Russian authorities allegedly assaulted and raped an activist after he participated in a public poetry recital against his country’s recent mobilization, according to reports.
Police in the Russian capital of Moscow broke into the apartment of activists Artem Kamardin, Alexandra Popova and Alexander Menyukov Tuesday, newspaper Novaya Gazeta reported.
Kamardin reportedly took part in anti-mobilization poetry readings at the statue of Soviet anti-war artist Vladimir Mayakovsky in Moscow’s Triumfalnaya Square Sunday.
Security service agents “submitted Kamardin to a severe beating and inserted a dumbbell into his anus,” according to the independent Russian investigative outlet The Insider.
The agents then allegedly forced Kamardin to apologize on camera for saying “Glory to Kyivan Rus” at the Mayakovsky Square poetry readings.
A video of the apology was uploaded on the Telegram channel 112.
Police did not let the activists’ lawyer into the apartment as they claimed an investigation was in progress.

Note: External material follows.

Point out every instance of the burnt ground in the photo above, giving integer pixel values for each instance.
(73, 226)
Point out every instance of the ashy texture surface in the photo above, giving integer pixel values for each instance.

All of the activists were later taken to the Russian Investigative Committee’s (IC) office in Moscow’s Tverskoy District.
Kamardin became a suspect in a case of inciting hatred or hostility with the threat of violence, according to his lawyer, Leonid Solovyov.
The 31-year-old activist was hospitalized following the incident, Solovyov said.
Popova, who was detained, accused security forces of abusing her and showing her a video of Kamardin being raped.
“I have a lot of superglue on me, because the security forces stuck stickers to my face with superglue, tried to stick my mouth shut, pulled out my hair, kicked me and threatened to rape me with five of them,” she alleged.
Popova published via Instagram a doctor’s certificate that showed all the injuries she sustained, according to a more recent report by Novaya Gazeta.
She also claimed that $600 had gone missing from the apartment after police conducted the search.
Meanwhile, Menyukov was released from the IC after being interrogated. He is now a witness in Kamardin’s case of incitement to hatred.
Russian President Vladimir Putin‘s decision to mobilize troops in Russia sparked protests across the country.
More than 2,000 people were reportedly detained for protesting against the mobilization, which Russian Defense Minister Sergei Shoigu claimed sought to call in 300,000 reservists.